Keyword Spotting on Arm Cortex-M boards.
The first step in deploying the trained keyword spotting models on microcontrollers is quantization, which is described here. This directory consists of example codes and steps for running a quantized DNN model on any Cortex-M board using mbed-cli and CMSIS-NN library. It also consists of an example of integration of the KWS model onto a Cortex-M development board with an on-board microphone to demonstrate keyword spotting on live audio data.
Get the CMSIS-NN library and install mbed-cli
Clone CMSIS-5 library, which consists of the optimized neural network kernels for Cortex-M.
cd Deployment git clone https://github.com/ARM-software/CMSIS_5.git
Install mbed-cli and its python dependencies.
pip install mbed-cli
Build and run a simple KWS inference
In this example, the KWS inference is run on the audio data provided through a .h file. First create a new project and install any python dependencies prompted when project is created for the first time after the installation of mbed-cli.
mbed new kws_simple_test --mbedlib
Fetch the required mbed libraries for compilation.
cd kws_simple_test mbed deploy
Compile the code for the mbed board (for example NUCLEO_F411RE).
mbed compile -m NUCLEO_F411RE -t GCC_ARM --source . \ --source ../Source/KWS --source ../Source/NN --source ../Source/MFCC \ --source ../Source/local_NN --source ../Examples/simple_test \ --source ../CMSIS_5/CMSIS/NN/Include --source ../CMSIS_5/CMSIS/NN/Source \ --source ../CMSIS_5/CMSIS/DSP/Include --source ../CMSIS_5/CMSIS/DSP/Source \ --source ../CMSIS_5/CMSIS/Core/Include \ --profile ../release_O3.json -j 8
Copy the binary (.bin) to the board (Make sure the board is detected and mounted). Open a serial terminal (e.g. putty or minicom) and see the final classification output on screen.
cp ./BUILD/NUCLEO_F411RE/GCC_ARM/kws_simple_test.bin /media/<user>/NODE_F411RE/ sudo minicom
This example runs keyword spotting inference on live audio captured using the on-board microphones on the STM32F746NG discovery kit. When performing keyword spotting on live audio data with multiple noise sources, outputs are typically averaged over a specified window to generate smooth predictions. The averaging window length and the detection threshold (which may also be different for each keyword) are two key parameters in determining the overall keyword spotting accuracy and user experience.

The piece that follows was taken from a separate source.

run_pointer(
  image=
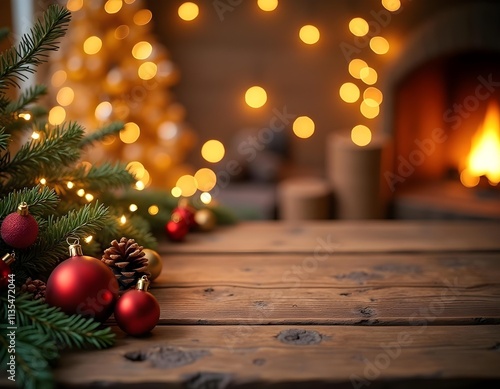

mbed new kws_realtime_test --create-only cd kws_realtime_test cp ../Examples/realtime_test/mbed_libs/*.lib . mbed deploy mbed compile -m DISCO_F746NG -t GCC_ARM \ --source . --source ../Source --source ../Examples/realtime_test \ --source ../CMSIS_5/CMSIS/NN/Include --source ../CMSIS_5/CMSIS/NN/Source \ --source ../CMSIS_5/CMSIS/DSP/Include --source ../CMSIS_5/CMSIS/DSP/Source \ --source ../CMSIS_5/CMSIS/Core/Include \ --profile ../release_O3.json -j 8 cp ./BUILD/DISCO_F746NG/GCC_ARM/kws_realtime_test.bin /media/<user>/DIS_F746NG/
FRDM-K64F using gcc and makeBuild an example on
To build this example, clone CMSIS_5 repository and then
make. This example is created by exporting a simple hello-world example from mbed online compiler and editing the Makefile to incorporate the source files required for the keyword spotting example.
cd Deployment # Clone CMSIS_5 repository (if not done already) git clone https://github.com/ARM-software/CMSIS_5.git cd Examples/simple_test_k64f_gcc make -j 8 # copy binary to the device cp ./BUILD/simple_test_k64f_gcc.bin /media/<user>/DAPLINK/
Note: The examples provided use floating point operations for MFCC feature extraction, but it should be possible to convert them to fixed-point operations for deploying on microcontrollers that do not have dedicated floating point units.